62.

Follow Up!

Nothing indicates professionalism, separating the men from the boys and the women from the girls, as much your ability to follow up—to keep your word and do what you said you'd do. After all, who you are, what defines your reputation, is that people can count on you, consistently. Once, when a potential client asked a colleague of mine who I was, she replied, “When you want something from Chaz, you get it.” It was one of the finest compliments I've ever received. Isn't that how you'd like to be known—as someone who always delivers?

This kind of behavior is something you can build into your granular database. (You learned about granular databases in Chapter 7, “Networking.”) If you tell a colleague you will call him on Tuesday at 10:00 a.m., you should enter that into your granular database—and CALL HIM ON TUESDAY AT 10:00 A.M.! You'd be surprised how this simple practice will separate you from the pack.

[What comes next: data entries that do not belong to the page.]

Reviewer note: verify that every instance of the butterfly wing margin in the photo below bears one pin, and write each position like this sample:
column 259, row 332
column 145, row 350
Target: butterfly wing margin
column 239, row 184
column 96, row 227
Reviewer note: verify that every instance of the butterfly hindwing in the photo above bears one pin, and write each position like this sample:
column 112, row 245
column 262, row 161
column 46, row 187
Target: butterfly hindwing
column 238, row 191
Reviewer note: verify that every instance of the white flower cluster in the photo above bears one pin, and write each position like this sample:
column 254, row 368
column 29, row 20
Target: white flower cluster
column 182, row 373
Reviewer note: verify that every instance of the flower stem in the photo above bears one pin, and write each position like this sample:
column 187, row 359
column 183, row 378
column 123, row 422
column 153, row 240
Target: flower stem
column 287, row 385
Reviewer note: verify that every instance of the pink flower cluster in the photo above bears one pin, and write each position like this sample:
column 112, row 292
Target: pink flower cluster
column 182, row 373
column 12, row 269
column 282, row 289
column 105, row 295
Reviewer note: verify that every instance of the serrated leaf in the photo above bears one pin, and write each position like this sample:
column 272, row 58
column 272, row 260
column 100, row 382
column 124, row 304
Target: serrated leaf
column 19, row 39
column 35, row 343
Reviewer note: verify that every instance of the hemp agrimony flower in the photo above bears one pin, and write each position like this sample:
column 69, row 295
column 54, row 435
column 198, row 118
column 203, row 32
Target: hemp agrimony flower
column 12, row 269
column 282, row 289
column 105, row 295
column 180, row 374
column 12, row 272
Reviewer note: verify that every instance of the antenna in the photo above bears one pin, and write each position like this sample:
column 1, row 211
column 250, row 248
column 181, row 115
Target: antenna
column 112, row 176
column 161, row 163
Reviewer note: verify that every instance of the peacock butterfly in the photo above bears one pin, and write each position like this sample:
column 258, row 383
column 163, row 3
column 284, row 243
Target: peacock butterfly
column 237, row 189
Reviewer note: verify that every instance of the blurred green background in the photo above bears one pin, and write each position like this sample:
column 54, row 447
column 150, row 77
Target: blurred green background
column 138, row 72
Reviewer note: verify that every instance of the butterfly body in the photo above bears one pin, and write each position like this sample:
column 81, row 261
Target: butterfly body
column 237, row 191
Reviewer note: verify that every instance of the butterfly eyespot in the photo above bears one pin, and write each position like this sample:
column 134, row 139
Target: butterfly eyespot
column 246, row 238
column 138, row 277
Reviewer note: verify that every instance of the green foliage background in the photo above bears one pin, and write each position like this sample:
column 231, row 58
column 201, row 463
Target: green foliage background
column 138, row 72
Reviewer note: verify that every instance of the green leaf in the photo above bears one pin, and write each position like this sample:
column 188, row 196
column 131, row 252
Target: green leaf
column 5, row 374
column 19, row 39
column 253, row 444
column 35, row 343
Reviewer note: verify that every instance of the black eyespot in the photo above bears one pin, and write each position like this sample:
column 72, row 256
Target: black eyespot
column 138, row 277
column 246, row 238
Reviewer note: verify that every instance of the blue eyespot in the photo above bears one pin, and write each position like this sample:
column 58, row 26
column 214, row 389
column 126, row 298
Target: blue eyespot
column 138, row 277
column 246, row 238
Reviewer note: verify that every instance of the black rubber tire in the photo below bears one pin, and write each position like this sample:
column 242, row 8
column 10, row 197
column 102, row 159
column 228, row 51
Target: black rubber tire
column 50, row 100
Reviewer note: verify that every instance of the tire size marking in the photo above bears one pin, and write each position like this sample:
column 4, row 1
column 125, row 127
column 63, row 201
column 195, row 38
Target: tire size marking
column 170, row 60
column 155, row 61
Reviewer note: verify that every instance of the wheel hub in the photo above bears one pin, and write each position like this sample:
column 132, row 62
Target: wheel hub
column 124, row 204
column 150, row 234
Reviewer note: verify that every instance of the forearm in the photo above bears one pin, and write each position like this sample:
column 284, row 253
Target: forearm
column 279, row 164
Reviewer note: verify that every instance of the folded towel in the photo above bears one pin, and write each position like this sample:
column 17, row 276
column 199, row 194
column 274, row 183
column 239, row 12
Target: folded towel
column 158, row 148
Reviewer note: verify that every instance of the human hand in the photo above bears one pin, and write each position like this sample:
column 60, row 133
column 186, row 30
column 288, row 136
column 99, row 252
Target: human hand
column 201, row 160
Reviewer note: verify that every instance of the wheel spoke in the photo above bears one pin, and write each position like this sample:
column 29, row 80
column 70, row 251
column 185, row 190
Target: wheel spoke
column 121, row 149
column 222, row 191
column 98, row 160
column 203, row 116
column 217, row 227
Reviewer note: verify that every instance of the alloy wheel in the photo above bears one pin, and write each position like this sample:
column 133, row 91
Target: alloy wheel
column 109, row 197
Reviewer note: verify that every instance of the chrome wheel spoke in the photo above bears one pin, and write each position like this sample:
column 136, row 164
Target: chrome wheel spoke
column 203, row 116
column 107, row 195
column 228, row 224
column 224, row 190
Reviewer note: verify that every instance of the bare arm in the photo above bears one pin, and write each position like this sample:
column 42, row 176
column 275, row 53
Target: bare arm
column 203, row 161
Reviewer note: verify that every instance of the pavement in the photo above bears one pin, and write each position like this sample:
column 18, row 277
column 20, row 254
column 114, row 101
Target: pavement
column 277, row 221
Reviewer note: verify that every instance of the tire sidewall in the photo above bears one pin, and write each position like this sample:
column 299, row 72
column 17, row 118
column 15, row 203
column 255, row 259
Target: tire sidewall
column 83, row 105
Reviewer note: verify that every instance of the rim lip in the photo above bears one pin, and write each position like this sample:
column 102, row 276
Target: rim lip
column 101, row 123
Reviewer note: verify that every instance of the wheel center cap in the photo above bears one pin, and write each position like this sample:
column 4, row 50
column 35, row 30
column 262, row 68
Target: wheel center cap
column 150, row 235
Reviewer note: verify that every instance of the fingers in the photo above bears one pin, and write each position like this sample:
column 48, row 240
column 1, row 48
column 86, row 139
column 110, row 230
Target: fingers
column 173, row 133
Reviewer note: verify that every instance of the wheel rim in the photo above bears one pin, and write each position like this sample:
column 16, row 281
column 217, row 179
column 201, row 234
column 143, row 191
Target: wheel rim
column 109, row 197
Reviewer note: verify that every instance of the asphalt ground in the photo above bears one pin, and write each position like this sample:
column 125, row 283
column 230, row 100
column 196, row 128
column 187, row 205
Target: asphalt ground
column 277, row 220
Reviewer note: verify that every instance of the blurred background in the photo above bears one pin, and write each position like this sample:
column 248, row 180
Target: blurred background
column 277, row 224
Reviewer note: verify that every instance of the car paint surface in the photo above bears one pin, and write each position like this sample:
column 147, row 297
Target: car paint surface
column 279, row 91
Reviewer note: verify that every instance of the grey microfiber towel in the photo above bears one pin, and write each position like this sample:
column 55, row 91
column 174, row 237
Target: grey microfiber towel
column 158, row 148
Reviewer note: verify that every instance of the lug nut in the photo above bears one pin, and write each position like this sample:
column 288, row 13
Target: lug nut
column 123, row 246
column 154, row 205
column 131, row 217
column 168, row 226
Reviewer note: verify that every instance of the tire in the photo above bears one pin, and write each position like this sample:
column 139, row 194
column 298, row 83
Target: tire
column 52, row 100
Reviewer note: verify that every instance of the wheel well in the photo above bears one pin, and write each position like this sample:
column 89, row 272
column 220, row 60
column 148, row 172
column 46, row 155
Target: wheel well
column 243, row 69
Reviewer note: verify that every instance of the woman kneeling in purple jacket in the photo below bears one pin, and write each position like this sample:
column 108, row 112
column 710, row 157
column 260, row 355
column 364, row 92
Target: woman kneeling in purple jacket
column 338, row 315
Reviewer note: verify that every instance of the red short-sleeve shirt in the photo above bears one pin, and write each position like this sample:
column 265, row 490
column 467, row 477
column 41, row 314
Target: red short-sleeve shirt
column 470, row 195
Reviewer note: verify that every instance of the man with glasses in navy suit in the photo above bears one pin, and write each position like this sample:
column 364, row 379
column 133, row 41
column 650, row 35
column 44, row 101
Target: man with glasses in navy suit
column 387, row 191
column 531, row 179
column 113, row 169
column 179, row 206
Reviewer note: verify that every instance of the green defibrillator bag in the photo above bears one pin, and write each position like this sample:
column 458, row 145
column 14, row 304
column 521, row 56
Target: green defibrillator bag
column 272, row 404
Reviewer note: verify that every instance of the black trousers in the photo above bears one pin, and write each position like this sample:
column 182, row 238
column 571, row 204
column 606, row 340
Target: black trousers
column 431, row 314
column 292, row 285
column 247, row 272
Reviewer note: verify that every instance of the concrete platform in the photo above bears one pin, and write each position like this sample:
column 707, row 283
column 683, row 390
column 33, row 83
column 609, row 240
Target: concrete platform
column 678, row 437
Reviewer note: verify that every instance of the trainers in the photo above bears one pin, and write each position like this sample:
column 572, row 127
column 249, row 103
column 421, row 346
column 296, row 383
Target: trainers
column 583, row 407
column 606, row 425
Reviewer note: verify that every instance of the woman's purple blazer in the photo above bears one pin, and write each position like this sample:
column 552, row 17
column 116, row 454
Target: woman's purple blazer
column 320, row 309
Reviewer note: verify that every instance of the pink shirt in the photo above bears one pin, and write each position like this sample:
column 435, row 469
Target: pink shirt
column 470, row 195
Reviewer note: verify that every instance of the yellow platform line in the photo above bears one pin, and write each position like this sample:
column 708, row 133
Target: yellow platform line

For some reason, many (most?) people are unreliable. You just can't count on them. I've heard a million of excuses from students about why they didn't turn in an assignment on time. “I forgot my flash drive.” “My car broke down.” “I brought the wrong backpack.” “My printer wasn't working this morning.” “My hard drive got corrupted.” And so on, and so forth. As a professor, I don't care. And if I were someone's supervisor at work, and that person came up with a lame excuse as to why he didn't deliver what he promised, I would care even less. Likewise, your clients and the people with whom you seek to work aren't interested in excuses when you don't do what you say you're going to do.

I recently set up an important meeting with a department chair for a student who needed some coaching. Incredibly, the student failed to show up for the meeting. I asked my staff about it, and they told me the student was “a bit of a flake.” The next time I saw the student, I confronted her, asking if she had put the meeting in the calendar in her phone. She said she had, but that she often forgets to check it. I said that was unacceptable. She needed to set up a system for herself so she would never forget to check her calendar again—whether it was an alert on her phone, a stickie on her mirror, or a daily call from a friend.

Because she was a student, I was somewhat forgiving. But if you do that sort of thing to a client (or potential client), be prepared for them to stop working with you. If you're notoriously sloppy about following up, create a system that forces you to remember to do what you said you'd do. Be like a friend of mine, who often had trouble getting up in the morning. When he landed a new job that really mattered to him, he bought four alarm clocks to wake him every morning. He was never late for work again.